Methods:All staff from the 1,188 Peripheral Health Units (PHUs) were trained on IPC protocols and Ebola screening and provided with IPC supplies. Training teams conducted a quality assurance (QA) assessment which focused on three key areas: inventory supplies, structures and practices. The assessment identified breaches in IPC for rapid improvement and remedial training.  A QA assessment was repeated in a follow-up visit 5-7 days after the initial visit and training to assure IPC preparedness. Longitudinal QA assessments are ongoing for a follow-up six months.

Results:Pre-training, 20% of PHUs had the minimum IPC inventory and post-training, 96% of PHUs had the minimum PPE inventory in stock.  The presence of screening stations in PHUs increased from 26% to 81%, and having a designated screener increased from 23% to 83%. PHUs with an isolation area or process for isolation increased from 18% to 67%.  PHUs requiring urgent action to remediate IPC practices decreased from 40% to 10%.
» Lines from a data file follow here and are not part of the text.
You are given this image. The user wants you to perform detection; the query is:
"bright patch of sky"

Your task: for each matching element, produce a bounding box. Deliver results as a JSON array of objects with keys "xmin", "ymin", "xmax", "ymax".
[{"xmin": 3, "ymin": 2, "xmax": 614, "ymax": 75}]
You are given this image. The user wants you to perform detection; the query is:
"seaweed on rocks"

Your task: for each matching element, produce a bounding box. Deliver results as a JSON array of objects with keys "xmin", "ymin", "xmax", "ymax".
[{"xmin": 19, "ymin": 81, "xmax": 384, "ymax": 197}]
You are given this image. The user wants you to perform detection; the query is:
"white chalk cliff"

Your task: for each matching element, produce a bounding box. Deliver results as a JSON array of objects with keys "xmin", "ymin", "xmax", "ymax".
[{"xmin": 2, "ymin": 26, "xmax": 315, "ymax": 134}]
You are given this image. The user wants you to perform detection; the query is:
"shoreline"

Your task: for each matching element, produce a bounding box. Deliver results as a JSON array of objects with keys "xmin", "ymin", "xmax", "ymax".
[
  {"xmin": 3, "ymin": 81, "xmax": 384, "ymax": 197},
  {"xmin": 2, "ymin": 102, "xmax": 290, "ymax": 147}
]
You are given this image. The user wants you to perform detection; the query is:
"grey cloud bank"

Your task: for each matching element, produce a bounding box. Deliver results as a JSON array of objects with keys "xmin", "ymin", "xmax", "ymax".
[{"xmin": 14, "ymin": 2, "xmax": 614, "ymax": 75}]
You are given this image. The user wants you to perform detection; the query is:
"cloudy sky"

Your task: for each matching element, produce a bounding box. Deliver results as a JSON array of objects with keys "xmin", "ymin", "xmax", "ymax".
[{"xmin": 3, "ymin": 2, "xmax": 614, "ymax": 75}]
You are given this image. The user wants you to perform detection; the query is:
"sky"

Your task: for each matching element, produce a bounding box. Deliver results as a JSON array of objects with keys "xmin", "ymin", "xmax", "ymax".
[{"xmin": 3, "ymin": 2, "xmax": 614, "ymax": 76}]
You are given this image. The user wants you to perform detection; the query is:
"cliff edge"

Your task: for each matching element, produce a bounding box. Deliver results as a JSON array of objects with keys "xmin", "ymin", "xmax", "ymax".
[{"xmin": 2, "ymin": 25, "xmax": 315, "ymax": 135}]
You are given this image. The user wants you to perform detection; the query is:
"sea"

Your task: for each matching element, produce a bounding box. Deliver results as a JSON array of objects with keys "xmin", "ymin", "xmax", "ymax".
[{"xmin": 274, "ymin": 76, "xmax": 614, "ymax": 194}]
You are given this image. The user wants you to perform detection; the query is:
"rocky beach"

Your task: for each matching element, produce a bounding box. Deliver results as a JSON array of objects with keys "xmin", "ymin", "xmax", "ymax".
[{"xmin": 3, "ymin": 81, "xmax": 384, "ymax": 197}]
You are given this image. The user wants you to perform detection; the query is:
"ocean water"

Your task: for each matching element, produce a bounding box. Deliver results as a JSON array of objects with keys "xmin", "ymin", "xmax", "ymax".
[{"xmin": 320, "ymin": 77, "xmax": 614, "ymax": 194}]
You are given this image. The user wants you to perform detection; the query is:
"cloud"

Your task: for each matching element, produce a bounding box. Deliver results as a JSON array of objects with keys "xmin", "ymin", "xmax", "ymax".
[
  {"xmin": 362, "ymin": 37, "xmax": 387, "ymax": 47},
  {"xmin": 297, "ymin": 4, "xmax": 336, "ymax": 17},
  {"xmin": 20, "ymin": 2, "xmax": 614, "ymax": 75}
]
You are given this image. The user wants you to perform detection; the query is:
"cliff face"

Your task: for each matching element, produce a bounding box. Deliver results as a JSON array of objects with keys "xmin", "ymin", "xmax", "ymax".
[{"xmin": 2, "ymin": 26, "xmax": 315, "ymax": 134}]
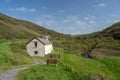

Conclusions: A rapid IPC training and supply exercise was undertaken with positive results for IPC preparedness. In an epidemic that was defined in its early stages by loosely organized, geographically-localized responses, this centralized, standardized program improved rapid, interagency coordination for the Ebola response.

Learning Areas:

Provision of health care to the public

Learning Objectives:
Describe the collaboration between an NGO consortium, UNICEF, MoHS, and CDC to rapidly scale up a national strategy to protect primary health care workers during the Ebola outbreak in Sierra Leone

Keyword(s): International Health

Presenting author's disclosure statement:

Qualified on the content I am responsible for because: Laura Miller is currently the Coordinator of the Ebola Response Consortium (ERC), under IRC Sierra Leone. Previously she worked for IRC-SL as the Health Coordinator, for the Bureau of Communicable Diseases within the New York City Department of Health, and the International Women’s Health Coalition (IWHC). She has a MPH from the Program on Forced Migration and Health at Mailman School of Public Health at Columbia University, and BA in International Development from Clark University.
Any relevant financial relationships? No

I agree to comply with the American Public Health Association Conflict of Interest and Commercial Support Guidelines, and to disclose to the participants any off-label or experimental uses of a commercial product or service discussed in my presentation.